WisPerMed at ArchEHR-QA 2026: Retrieval-Augmented Prompting for Grounded EHR Question Answering
Proceedings of the Third Workshop on Patient-Oriented Language Processing (CL4Health) @ LREC 2026
Abstract
ArchEHR-QA is a grounded question-answering (QA) task for electronic health records (EHRs) comprising four subtasks: (1) question rewriting, (2) evidence identification, (3) grounded answer generation, and (4) answer-evidence alignment. In this work, we present a modular pipeline centered on retrieval-augmented generation (RAG). For Subtask 1, RAG few-shot prompting outperformed both PEFT and prompt-only baselines on the development set; however, Claude few-shot proved substantially more robust on the test set, ranking 6th out of 13 participating teams (score: 26.94).

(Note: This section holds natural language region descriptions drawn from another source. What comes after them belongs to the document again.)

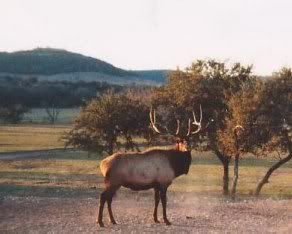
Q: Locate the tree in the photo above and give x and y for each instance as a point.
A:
(238, 137)
(211, 84)
(277, 118)
(103, 120)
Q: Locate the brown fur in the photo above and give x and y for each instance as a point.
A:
(153, 168)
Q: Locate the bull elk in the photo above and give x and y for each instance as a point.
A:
(153, 168)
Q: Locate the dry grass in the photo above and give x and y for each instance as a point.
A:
(30, 137)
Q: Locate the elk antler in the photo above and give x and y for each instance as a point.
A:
(195, 122)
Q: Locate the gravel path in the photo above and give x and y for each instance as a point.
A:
(133, 213)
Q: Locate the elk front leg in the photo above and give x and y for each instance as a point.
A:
(109, 206)
(163, 201)
(156, 198)
(102, 200)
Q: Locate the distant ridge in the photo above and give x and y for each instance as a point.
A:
(54, 64)
(48, 61)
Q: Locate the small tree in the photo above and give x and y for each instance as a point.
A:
(211, 84)
(238, 136)
(277, 118)
(105, 119)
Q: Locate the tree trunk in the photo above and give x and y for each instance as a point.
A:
(265, 179)
(236, 163)
(225, 177)
(235, 176)
(225, 160)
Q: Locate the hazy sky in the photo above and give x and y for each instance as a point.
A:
(150, 34)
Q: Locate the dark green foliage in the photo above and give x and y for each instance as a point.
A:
(105, 119)
(34, 93)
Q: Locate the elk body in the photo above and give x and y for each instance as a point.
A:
(153, 168)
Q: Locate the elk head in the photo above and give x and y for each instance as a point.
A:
(182, 141)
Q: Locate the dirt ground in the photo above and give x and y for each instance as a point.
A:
(133, 212)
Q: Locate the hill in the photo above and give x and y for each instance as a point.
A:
(56, 64)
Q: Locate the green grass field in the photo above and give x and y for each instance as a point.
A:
(31, 137)
(39, 116)
(76, 172)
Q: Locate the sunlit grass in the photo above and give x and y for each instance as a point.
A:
(78, 171)
(31, 137)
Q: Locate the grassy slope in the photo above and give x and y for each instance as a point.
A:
(77, 173)
(56, 64)
(31, 137)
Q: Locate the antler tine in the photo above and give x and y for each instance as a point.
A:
(178, 127)
(189, 128)
(195, 120)
(153, 120)
(198, 123)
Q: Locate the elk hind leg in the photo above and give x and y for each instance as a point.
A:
(102, 201)
(163, 201)
(109, 205)
(156, 198)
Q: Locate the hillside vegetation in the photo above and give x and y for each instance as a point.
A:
(56, 65)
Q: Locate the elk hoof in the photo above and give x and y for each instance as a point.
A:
(156, 221)
(167, 222)
(100, 224)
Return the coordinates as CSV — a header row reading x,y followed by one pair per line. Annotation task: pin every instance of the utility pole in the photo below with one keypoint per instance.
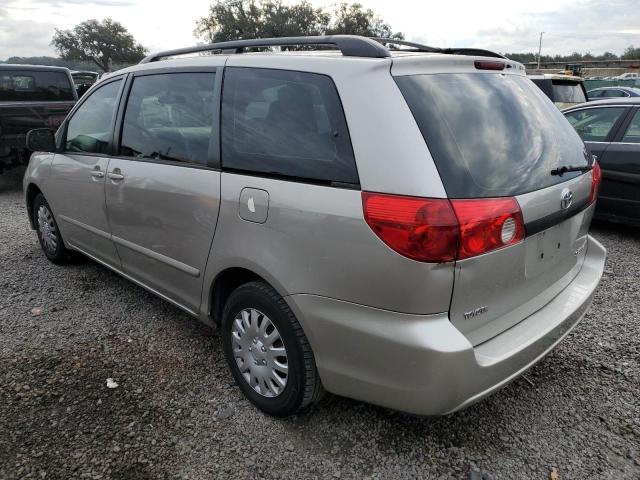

For Subtask 2, a union ensemble of open-weight LLMs (GPT-OSS-120B and Qwen3-30B-A3B) achieved a 56.7 micro-F1, rivaling the proprietary Claude Opus 4.6 while demonstrating higher recall (53.6). For Subtask 3, our RAG few-shot approach using Claude Opus 4.5 achieved the 1st place out of 13 participating teams (score: 36.33). Finally, for Subtask 4, a zero-shot Claude Opus 4.6 configuration ranked 2nd out of 16 participating teams (score: 81.3).